One thing that I don’t think the original Star Trek gets nearly enough credit for is the quality of the writers that Gene Roddenberry recruited to contribute scripts. Television obviously operated under a different model at the time, but there’s an impressive selection of science-fiction literary giants who contributed scripts to the show. More than that, it’s impressive how many of those stories became truly iconic Star Trek stories.

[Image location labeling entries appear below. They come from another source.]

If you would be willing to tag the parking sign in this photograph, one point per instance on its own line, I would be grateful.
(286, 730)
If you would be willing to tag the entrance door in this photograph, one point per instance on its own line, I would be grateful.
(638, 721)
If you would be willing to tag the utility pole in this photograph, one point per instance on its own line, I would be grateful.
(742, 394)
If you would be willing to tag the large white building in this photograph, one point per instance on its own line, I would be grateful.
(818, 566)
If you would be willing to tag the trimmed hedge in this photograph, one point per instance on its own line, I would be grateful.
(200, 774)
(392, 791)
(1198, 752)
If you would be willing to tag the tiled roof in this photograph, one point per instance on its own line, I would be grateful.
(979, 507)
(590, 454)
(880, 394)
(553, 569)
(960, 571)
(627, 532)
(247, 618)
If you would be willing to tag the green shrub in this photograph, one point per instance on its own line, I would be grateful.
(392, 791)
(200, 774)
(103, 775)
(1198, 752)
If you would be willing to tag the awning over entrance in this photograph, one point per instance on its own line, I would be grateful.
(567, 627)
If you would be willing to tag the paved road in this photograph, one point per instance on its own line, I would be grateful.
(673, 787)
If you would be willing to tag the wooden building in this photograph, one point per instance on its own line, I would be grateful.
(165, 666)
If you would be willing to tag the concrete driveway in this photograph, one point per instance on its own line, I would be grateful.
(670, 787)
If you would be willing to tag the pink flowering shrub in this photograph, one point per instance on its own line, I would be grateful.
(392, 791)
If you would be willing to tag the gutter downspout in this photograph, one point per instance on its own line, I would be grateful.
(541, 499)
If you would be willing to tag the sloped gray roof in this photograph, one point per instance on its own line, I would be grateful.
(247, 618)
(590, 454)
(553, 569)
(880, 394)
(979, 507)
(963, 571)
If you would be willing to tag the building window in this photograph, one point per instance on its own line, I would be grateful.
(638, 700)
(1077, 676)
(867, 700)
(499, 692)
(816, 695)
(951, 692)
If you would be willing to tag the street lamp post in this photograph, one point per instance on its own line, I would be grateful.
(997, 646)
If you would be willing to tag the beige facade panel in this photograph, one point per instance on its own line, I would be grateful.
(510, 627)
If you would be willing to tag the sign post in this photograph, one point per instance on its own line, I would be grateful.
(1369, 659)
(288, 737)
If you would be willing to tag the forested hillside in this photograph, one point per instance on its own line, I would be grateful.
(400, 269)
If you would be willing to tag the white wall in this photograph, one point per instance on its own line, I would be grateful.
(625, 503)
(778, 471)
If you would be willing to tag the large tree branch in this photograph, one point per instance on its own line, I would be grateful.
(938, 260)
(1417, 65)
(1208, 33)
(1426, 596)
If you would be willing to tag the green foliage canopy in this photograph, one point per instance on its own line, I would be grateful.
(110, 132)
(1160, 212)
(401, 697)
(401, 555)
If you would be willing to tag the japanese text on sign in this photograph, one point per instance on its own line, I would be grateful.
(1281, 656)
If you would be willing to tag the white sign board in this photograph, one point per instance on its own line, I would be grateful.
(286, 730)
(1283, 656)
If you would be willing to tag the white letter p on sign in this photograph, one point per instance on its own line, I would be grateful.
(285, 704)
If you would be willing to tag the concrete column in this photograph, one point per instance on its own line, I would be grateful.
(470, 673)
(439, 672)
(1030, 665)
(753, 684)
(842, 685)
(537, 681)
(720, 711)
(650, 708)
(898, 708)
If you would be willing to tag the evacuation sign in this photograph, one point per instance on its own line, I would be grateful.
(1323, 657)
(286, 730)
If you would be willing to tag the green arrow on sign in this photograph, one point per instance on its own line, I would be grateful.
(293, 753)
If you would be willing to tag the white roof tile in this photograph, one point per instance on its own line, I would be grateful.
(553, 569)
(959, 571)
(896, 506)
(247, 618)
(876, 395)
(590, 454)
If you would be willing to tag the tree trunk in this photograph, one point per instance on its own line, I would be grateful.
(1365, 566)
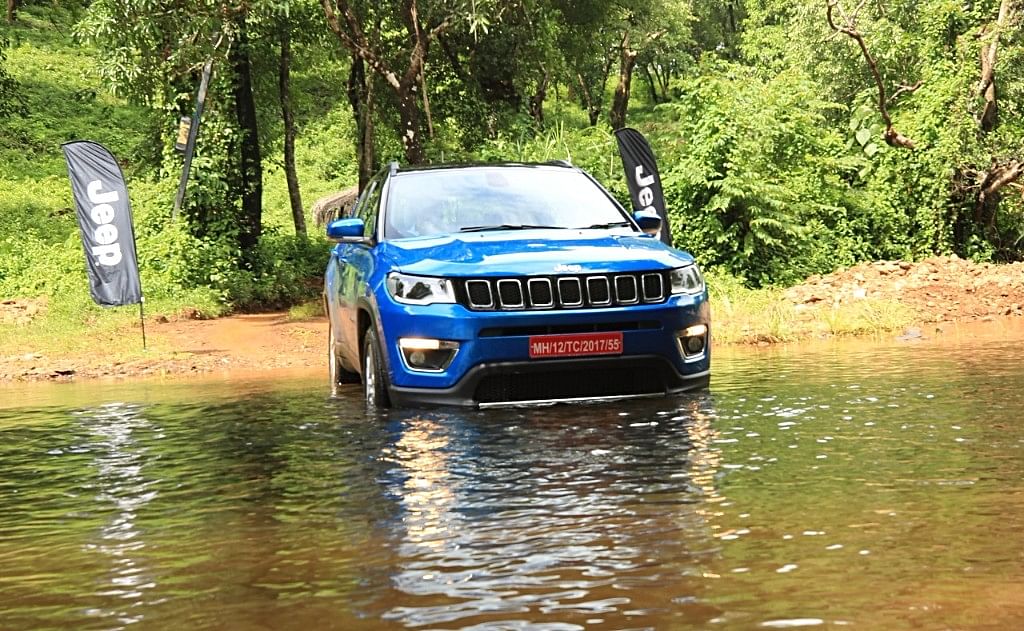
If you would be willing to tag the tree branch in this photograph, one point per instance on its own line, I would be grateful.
(354, 39)
(905, 89)
(893, 137)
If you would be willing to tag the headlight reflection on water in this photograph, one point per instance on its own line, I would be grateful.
(123, 488)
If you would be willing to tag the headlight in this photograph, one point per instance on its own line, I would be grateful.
(686, 281)
(419, 290)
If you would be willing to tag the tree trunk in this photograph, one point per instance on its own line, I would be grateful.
(990, 112)
(353, 38)
(285, 90)
(360, 98)
(537, 100)
(651, 85)
(409, 118)
(251, 165)
(664, 78)
(621, 102)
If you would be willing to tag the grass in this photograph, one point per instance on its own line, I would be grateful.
(743, 316)
(40, 252)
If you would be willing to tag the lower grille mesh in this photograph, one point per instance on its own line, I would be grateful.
(565, 383)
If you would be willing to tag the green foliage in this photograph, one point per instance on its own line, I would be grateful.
(771, 148)
(11, 101)
(754, 179)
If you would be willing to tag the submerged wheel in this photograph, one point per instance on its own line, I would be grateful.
(374, 377)
(337, 372)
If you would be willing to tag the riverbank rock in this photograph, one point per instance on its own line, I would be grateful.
(937, 289)
(20, 310)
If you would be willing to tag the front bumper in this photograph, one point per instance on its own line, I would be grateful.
(493, 364)
(556, 380)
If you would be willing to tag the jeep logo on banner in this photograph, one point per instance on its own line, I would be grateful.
(104, 221)
(642, 177)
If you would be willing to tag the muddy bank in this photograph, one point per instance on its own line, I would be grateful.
(938, 289)
(250, 343)
(942, 292)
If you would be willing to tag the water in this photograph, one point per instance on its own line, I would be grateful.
(862, 485)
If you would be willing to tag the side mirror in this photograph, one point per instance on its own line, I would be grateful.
(345, 229)
(649, 222)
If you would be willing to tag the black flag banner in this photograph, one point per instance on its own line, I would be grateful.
(104, 221)
(642, 177)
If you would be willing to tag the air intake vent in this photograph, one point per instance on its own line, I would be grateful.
(564, 292)
(510, 294)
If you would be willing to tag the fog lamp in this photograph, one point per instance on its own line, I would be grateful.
(426, 354)
(692, 342)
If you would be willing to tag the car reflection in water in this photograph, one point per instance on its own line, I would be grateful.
(550, 515)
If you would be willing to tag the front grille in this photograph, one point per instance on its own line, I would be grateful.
(564, 292)
(568, 383)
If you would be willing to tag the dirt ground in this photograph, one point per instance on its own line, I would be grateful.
(939, 290)
(240, 343)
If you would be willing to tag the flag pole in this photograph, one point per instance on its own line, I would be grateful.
(141, 320)
(193, 132)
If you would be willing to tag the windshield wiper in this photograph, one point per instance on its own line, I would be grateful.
(602, 226)
(509, 226)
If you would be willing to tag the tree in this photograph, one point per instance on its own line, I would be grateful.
(399, 53)
(642, 26)
(848, 28)
(11, 100)
(151, 54)
(288, 118)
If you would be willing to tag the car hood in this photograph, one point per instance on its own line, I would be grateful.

The Enemy Within is the work of author Richard Matheson, best known for stories like I Am Legend or What Dreams May Come. It’s very much a high-concept science-fiction story, but it’s also notable because it establishes two of what would become the show’s favourite tropes: transporter accidents and evil duplicates. Indeed, the two devices would be reunited in the following season’s Mirror, Mirror. These narrative elements even featured in the last season of Star Trek: Enterprise to air, in episodes like Daedalus and In a Mirror, Darkly.
Perhaps it’s a demonstration of how important these outside writers were to the development of Star Trek as a franchise that Matheson would effectively codify two stock narrative devices that would still be in use four decades later.